6 de junio 2018 Columnas

El último libro de Mario Vargas Llosa es una interesante puerta de entrada al estudio de lo que generalmente se conoce como “liberalismo clásico”. Mediante siete semblanzas de estudiosos connotados —Smith, Ortega y Gasset, Hayek, Popper, Berlin, Aron y Revel—, el autor peruano condensa lo que, para él, son las principales conquistas de Occidente: la libertad y la democracia representativa. En ese sentido, más que una autobiografía intelectual, “La llamada de la tribu” es una recopilación de ensayos políticos cuyo objetivo es hacer una defensa del liberalismo como el articulador de la sociedad moderna.

Salvo quizás Ortega y Gasset, el resto de los pensadores pueden efectivamente ser estudiados bajo el prisma del liberalismo clásico. Uno de los puntos más sobresalientes de esta lista de nombres es que, incluso Smith y Hayek, estaban interesados en cuestiones que iban más allá de la libertad y el crecimiento económico; en efecto, los unía el convencimiento de que los intelectuales deben ser escépticos ante el poder y críticos de cualquier proyecto ideológico constructivista. Donde mejor queda demostrado lo anterior es en las semblanzas de Popper y Berlin.

En el caso de Popper, el libro resalta dos cuestiones: por un lado, la muy sugerente idea de que toda verdad debe estar “sometida a la prueba del ensayo y del error, a su verificación y negación”. Esto quiere decir que una verdad puede ser “falseada”, dando paso a otra verdad, la que, con el paso del tiempo, también será puesta a prueba, ya sea por la realidad concreta o por una nueva y más plausible hipótesis de trabajo. Por otro, la crítica de Popper a toda forma de conocimiento histórico que subordine el curso de los acontecimientos a una concepción determinista del futuro (lo que él llamaba “historicismo”).

En cuanto a Berlin, no cabe duda de que Vargas Llosa siente una admiración profunda por el profesor de Oxford fallecido en 1997, incluso por sobre autores más contemporáneos como Revel. Las páginas dedicadas a la libertad “negativa” y “positiva” están muy bien logradas, así como las que refieren a las diferencias entre dos clases de personas: los “erizos” (ordenadas y sistemáticas) y los “zorros” (dispersos y a veces tumultuosos y contradictorios). El propio Vargas Llosa se declara más cercano a los “zorros”, ya que, para él, vivir en “la sombra y el desorden” puede ser menos traumático que la “claridad y el orden”.
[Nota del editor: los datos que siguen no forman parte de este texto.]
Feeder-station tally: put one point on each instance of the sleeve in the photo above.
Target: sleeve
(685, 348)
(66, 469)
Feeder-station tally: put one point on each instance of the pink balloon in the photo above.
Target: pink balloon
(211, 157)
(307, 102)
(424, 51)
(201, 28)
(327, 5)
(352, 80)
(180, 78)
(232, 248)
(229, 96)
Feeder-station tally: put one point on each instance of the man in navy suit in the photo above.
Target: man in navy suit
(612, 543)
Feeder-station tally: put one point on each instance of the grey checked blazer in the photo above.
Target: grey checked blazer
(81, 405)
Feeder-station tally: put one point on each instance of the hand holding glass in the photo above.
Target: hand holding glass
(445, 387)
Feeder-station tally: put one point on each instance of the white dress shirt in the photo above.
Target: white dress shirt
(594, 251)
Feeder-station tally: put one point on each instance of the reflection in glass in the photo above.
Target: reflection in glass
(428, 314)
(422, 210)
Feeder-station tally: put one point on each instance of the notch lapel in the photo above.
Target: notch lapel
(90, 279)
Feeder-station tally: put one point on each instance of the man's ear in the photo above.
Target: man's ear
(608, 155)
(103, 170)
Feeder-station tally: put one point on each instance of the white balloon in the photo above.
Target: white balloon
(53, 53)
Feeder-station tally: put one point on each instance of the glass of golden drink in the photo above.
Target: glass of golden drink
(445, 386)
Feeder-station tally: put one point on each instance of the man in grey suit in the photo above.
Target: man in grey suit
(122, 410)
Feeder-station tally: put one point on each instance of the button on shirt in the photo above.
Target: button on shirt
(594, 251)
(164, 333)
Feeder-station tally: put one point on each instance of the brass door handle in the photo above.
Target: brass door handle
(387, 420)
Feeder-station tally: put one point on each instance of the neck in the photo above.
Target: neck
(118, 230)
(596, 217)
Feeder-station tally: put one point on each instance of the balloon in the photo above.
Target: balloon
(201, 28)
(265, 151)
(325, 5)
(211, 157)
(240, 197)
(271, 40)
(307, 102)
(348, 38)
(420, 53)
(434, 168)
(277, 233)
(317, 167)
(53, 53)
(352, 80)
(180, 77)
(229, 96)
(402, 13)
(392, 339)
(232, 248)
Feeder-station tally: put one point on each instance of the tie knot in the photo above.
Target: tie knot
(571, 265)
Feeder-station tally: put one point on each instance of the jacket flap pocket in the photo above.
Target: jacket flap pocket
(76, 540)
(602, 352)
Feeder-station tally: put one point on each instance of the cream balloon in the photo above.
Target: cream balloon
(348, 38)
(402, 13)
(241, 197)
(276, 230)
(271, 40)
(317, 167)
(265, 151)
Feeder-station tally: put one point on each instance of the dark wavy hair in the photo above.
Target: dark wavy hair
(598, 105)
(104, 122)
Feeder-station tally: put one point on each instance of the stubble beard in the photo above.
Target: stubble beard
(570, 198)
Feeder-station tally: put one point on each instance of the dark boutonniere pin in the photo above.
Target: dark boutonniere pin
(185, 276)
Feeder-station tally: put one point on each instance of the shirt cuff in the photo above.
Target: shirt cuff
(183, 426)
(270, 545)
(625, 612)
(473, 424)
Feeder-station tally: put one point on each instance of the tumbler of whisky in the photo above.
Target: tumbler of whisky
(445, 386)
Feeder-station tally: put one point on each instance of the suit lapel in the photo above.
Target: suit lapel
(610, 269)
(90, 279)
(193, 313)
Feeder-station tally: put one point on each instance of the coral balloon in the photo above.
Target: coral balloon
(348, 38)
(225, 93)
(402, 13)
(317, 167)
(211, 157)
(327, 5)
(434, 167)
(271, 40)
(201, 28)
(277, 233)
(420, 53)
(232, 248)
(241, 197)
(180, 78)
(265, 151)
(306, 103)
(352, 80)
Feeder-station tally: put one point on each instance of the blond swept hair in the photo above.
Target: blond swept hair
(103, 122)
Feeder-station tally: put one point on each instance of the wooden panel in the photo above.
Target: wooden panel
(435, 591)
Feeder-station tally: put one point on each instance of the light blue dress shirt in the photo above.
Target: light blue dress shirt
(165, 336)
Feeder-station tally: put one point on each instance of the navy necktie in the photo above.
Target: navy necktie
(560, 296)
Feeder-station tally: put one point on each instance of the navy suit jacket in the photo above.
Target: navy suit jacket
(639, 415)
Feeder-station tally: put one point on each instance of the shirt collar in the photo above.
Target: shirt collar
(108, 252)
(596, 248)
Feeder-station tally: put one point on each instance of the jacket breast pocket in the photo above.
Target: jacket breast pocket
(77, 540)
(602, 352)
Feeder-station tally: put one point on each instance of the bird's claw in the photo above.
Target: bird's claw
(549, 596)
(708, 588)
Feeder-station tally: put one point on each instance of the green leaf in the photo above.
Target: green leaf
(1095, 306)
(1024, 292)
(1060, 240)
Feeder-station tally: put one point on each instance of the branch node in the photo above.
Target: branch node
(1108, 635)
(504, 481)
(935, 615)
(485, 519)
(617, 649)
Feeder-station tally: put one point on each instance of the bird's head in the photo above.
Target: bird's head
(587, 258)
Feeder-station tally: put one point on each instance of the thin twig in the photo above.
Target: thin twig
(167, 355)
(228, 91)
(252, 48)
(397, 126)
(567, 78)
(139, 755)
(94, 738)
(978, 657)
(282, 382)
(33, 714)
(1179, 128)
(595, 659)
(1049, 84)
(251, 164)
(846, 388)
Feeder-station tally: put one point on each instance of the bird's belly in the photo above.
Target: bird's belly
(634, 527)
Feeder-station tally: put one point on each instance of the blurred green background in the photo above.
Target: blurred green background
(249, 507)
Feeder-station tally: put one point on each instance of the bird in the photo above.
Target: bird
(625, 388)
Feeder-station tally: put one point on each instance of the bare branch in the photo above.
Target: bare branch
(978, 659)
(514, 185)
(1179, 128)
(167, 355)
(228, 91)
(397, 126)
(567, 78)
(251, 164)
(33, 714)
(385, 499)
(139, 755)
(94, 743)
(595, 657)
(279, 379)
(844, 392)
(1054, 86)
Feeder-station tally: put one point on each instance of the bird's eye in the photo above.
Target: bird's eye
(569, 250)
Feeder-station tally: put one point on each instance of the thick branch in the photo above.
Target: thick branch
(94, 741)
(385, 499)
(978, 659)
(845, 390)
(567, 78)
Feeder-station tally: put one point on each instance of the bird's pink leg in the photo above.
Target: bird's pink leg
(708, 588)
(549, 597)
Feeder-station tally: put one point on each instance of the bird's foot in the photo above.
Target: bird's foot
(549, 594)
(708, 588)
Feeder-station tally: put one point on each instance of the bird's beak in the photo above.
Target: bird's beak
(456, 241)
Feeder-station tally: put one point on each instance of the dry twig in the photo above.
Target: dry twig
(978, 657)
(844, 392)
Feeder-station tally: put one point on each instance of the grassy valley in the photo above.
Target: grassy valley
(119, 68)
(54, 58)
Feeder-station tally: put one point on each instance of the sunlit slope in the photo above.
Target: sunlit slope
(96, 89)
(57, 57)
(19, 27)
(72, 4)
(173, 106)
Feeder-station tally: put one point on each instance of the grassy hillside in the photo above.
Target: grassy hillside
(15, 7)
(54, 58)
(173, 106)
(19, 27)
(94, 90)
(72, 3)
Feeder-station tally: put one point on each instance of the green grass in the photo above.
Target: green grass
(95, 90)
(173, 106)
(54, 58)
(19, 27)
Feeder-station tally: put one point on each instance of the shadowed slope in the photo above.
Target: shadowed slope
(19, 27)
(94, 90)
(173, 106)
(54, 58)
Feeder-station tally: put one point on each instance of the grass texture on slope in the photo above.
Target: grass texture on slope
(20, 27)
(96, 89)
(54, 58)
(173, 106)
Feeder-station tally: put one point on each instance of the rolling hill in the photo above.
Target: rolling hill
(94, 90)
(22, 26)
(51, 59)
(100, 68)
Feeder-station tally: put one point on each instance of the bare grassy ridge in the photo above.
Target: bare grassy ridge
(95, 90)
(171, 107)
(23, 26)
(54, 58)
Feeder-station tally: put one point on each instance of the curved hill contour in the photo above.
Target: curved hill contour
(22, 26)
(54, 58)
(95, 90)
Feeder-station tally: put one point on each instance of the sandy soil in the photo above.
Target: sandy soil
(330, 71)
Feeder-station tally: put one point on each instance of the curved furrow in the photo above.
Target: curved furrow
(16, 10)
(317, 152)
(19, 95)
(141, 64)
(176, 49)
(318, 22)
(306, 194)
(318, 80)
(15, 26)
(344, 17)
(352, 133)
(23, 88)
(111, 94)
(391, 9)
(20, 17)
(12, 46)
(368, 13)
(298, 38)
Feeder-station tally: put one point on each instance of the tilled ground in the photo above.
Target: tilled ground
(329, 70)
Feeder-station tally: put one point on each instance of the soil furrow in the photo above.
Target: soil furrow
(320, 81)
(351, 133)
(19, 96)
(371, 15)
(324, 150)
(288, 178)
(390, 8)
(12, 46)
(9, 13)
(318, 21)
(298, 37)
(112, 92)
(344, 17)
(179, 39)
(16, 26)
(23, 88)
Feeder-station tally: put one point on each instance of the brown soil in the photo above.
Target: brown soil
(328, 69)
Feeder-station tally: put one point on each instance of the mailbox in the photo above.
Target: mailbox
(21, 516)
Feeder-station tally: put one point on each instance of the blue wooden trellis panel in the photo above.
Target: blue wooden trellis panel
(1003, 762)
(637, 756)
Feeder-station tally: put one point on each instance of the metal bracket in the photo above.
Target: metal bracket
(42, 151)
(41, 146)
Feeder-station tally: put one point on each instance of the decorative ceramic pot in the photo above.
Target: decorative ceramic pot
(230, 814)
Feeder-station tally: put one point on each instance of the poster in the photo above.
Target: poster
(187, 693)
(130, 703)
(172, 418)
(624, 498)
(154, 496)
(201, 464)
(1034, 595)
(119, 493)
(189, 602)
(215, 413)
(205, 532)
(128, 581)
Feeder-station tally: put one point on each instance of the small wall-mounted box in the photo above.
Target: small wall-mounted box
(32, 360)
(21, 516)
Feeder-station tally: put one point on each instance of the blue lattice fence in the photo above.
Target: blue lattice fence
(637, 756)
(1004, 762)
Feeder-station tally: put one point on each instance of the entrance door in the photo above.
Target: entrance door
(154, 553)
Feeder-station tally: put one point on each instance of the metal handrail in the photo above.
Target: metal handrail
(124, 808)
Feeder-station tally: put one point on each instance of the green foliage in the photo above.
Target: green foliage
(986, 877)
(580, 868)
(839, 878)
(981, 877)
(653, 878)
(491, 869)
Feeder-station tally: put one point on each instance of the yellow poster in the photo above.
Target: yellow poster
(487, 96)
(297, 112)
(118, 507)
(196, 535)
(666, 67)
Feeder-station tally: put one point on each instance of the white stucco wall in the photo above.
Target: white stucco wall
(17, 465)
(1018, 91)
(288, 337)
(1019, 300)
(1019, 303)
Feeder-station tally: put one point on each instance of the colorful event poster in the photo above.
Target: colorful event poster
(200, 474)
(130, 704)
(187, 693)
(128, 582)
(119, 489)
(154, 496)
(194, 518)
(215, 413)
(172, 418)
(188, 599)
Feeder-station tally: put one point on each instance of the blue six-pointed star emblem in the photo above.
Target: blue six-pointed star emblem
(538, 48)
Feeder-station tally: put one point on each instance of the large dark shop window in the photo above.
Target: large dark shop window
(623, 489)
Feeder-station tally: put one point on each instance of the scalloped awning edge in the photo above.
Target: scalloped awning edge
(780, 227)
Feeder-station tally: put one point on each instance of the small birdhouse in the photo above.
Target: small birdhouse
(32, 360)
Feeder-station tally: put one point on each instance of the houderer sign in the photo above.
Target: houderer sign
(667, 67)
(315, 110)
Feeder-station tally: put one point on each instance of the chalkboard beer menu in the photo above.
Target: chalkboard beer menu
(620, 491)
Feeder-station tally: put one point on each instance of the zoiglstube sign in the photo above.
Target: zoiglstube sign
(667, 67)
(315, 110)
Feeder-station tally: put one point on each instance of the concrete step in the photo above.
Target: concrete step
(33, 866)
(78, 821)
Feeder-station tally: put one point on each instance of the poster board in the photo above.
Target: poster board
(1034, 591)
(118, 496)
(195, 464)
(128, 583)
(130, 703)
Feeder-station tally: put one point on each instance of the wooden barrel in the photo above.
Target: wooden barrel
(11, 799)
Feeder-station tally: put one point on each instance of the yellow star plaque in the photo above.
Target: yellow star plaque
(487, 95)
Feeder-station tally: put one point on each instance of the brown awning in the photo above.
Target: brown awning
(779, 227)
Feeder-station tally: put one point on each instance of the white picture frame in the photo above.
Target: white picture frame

Ahora bien, a pesar del escepticismo de Popper y Berlin, ninguno de ellos era un relativista a la usanza de Foucault o Derrida. Más bien, lo de ellos era el cuestionamiento inteligente de las verdades absolutas y unívocas, una forma de concebir el mundo que todo seguidor de las libertades individuales debería hacer suya.

Publicada en La Segunda.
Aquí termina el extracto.